Fred has been diagnosed with Parkinson’s and Alzheimer’s, and has started saying the most wonderfully strange things. Recently, he said, “I saw you eating a banana. What was the meaning of that?” The other day, he quipped, “I wonder what Marco Polo’s doing,” and, “On holidays, everybody likes lemons.” There are so many of them and they’re so sweet.

We’ve been together for a long time, and I’ve known him over many incarnations. There’s the infatuation Fred, there’s the long-term Fred, and this is the last of the Freds. But of all of the Freds that I’ve known, this is maybe the best one. This is Fred exiting. There’s no subterfuge—he says exactly what he feels. [I] asked Fred, “Why do you think we’re here?” And he replied, “To take care of each other.” I thought that was brilliant.
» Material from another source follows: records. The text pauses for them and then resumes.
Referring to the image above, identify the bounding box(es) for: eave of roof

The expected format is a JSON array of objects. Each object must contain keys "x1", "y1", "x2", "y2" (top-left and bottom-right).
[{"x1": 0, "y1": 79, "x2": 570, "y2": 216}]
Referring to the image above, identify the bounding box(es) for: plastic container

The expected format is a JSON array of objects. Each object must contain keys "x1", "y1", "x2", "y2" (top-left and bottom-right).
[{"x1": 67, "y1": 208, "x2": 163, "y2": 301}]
That’s the only meaning! Asked and answered.

You’re in your eighties now and still full of vitality. You’re eager to make art, to publish books, and to try new things. Do your ideas get more focussed as you grow older?

Yes, they do. What poetry is all about is paying attention to subtle details. Great art is paying attention to the things that are lost. When you are young, emotions are much broader; there’s that “anywhere you go, I will go with you” mentality. As you get older, it becomes more like tea that steeps for a long time and gets richer. That’s the sublime quality of life.

This interview has been condensed and edited.